The story was inspired by the extraordinary status of the Inner and Middle Temple (collectively known as the Temple.) The area, as a so-called ancient liberty, is in many ways quite separate from the whole of the rest of London. It is an independent local authority. And believe it or not, the City of London Police enter only with the permission of the Temple and share policing of the area with the Temple porters. Couple that with the fact that the same Temple porters man the gates 24 hours a day and the area is locked at night to all outsiders, and you have the makings of a classic murder mystery. It really only needed a body, a detective and a sidekick.

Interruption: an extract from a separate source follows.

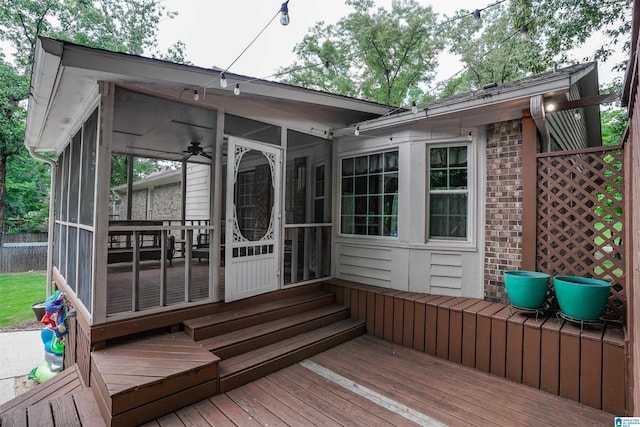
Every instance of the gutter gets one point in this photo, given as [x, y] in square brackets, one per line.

So I set to, and ‘A Case of Mice and Murder’ is the result.

It tells the story of two mysteries in 1901 in the heart of legal London.

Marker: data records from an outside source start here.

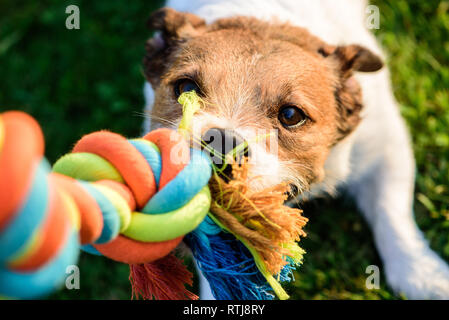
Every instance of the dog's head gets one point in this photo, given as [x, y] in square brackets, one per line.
[258, 78]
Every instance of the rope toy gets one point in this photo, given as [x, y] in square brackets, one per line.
[134, 201]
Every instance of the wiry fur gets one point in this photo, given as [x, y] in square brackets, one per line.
[372, 158]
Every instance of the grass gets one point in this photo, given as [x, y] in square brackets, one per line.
[78, 81]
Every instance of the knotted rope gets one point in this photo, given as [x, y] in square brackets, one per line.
[130, 200]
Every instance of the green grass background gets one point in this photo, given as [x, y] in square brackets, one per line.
[78, 81]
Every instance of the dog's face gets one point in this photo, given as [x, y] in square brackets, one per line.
[271, 83]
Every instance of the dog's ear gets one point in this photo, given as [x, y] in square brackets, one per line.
[172, 28]
[348, 94]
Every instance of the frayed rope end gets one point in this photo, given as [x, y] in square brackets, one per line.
[164, 279]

The first is the dramatic murder of the Lord Chief Justice and the quest to find his killer. The second a sensational legal battle over the rights to a book written by an anonymous author. 

There is one man linking them; Sir Gabriel Ward KC, Eton and Oxford educated, brilliant, solitary, reclusive, bound by compulsive rituals; reluctant sleuth in the first story, legendary advocate in the second.

The body of the Lord Chief Justice, is found in evening dress, with mysteriously bare feet, lying in the Temple one morning in 1901. The ‘how’ is not very difficult; a carving knife is sticking out of his chest. But who would do such a thing to a conventional successful Judge? And why?

Sir Gabriel Ward KC has no desire to play detective. He wants to be left alone to prepare for his next case. But he literally stumbles upon the body and so becomes drawn into the mystery.

His sidekick is Constable Maurice Wright of the City of London Police, who yearns to become a detective, left school at fourteen, has never read a book for pleasure and who lives with his large loving family in the East End of London.

At the same time as he and Wright investigate, Sir Gabriel is worrying about his next case; and that is a mystery, too. Sir Gabriel is not the kind of barrister who blusters his way round the Old Bailey representing murderers and his cases might be thought dry and technical. But not this one. Ward is representing a publisher who found the manuscript of a children’s book on his office doorstep with no hint as to its authorship. He published it and found himself with a smash hit that makes him a fortune. A woman claims to be the author. But is she really?

Between them, Sir Gabriel and Constable Wright while unravelling the complexities of the cases discover, along with the murderer, and the true author of the book, a friendship across the social divides of Edwardian England.

Now close to publication, I still feel like a barrister at heart but maybe, when my book actually comes out I will get over my imposter syndrome and feel able to say, when I am next asked, that I am a writer as well.

A Case of Mice and Murder by Sally Smith is published by Raven Books on 18th July 2024.

The Inner Temple: a warren of shaded courtyards and ancient buildings forming the hidden heart of London’s legal world. A place where tradition is everything, and murder belongs only in the casebooks. Until now… When barrister Gabriel Ward steps out of his rooms on a sunny May morning in 1901, his mind is so full of his latest case – the disputed authorship of bestselling children’s book Millie the Temple Church Mouse – that he scarcely registers the body of the Lord Chief Justice of England on his doorstep. But even he cannot fail to notice the judge’s dusty bare feet, in shocking contrast to his flawless evening dress, nor the silver carving knife sticking out of his chest. The police can enter the Temple only by consent, so who better to investigate this tragic breach of law and order than a man who prizes both above all things? But murder doesn’t answer to logic or reasoned argument, and Gabriel soon discovers that the Temple’s heavy oak doors are hiding more surprising secrets than he’d ever imagined.